I have this idea that on Thursdays, I’m going to post personal blog posts. Perhaps this will be the first of many… (We’ll see!)
If you don’t want to read about my feelings and struggles, please go ahead and move along. There will be lots more pretty pictures for you next week!
Working from home full time has been a real kick in the pants.
I’ve mostly worked in highly social, team-oriented environments. To name a few, there was a coffee shop, a hospital, and offices filled with teachers or therapists or patients.
And so, working from home in the dead of winter, in the middle of the wedding “off season,” I suddenly found myself with so much space. Too much space.
I suddenly found myself spending a little too much time with myself.
The thing is, I like myself. I think I’m pretty awesome.
But being alone with myself for most of the day, well, it got pretty lonely. And I noticed that I am inclined to dull that loneliness (and other uncomfortable feelings) with a bunch of stuff, like podcasts, and snacks, and junk tv.
And all that dulling and numbing ended up making me feel pretty bad too. So I can’t say it was going super well.
But I’m working on it. A lot.
At first, I tried to outsmart myself by planning out every second of my day, and Pomodoro-ing, and upleveling my Habitica character, and blocking all TV.
I got things done for a while. It worked until it didn’t.
And I was still lonely.
So now I’m taking a different tack.
I’m learning about intuition and flow. I’m working with a coach. I’m trying to lean into the discomfort (or at least look at it a little) instead of avoiding it.
I’m finding the things that energize me and fill me up, like amazing client calls, and co-working dates with photog friends, and dancing in my living room. I joined an amazing community of like-minded folks.

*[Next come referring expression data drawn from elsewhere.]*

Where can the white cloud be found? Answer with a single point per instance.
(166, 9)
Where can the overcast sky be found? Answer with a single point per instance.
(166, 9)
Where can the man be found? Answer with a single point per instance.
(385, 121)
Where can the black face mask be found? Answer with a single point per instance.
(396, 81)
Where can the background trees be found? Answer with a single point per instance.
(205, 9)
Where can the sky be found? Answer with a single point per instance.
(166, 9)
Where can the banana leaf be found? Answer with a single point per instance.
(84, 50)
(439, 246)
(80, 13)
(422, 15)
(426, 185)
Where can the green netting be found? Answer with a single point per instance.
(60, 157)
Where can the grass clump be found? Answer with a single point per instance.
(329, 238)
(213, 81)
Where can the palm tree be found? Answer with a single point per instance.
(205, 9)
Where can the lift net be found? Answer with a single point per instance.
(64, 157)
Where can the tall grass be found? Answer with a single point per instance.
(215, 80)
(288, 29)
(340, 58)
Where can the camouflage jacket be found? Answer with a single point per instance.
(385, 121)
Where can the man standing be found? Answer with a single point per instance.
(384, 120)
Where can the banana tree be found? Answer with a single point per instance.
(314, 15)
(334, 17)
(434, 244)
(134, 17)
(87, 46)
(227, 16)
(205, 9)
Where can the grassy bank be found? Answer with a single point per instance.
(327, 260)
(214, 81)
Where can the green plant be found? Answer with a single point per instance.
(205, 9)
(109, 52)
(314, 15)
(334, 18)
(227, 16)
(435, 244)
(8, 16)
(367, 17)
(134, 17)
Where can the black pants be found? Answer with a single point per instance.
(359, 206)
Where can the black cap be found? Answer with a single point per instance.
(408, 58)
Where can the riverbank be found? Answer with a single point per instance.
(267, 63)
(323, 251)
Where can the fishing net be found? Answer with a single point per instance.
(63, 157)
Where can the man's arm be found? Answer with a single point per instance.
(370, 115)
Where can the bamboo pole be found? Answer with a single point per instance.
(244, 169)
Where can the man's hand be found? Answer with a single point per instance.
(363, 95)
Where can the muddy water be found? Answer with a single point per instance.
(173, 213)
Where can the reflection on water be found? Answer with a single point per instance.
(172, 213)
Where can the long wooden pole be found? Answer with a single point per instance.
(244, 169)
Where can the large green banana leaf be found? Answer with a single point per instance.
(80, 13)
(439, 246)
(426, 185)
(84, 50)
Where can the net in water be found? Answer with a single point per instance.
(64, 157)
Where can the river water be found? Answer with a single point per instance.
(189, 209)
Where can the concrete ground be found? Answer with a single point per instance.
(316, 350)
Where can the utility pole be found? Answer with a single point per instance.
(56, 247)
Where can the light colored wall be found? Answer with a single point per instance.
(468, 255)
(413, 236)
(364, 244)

And respecting my need for connection and reflection is definitely helping.
Even though I left my old job in pursuit of greater purpose and joy, I’m starting to realize, as I slow down and look at the state of myself, that happiness doesn’t live in a job, or a relationship, or a house, or a perfectly decorated room. Happiness can only be found within yourself.
I knew this, but I didn’t really know it… in my bones.
But I know it now. So I’m looking inward.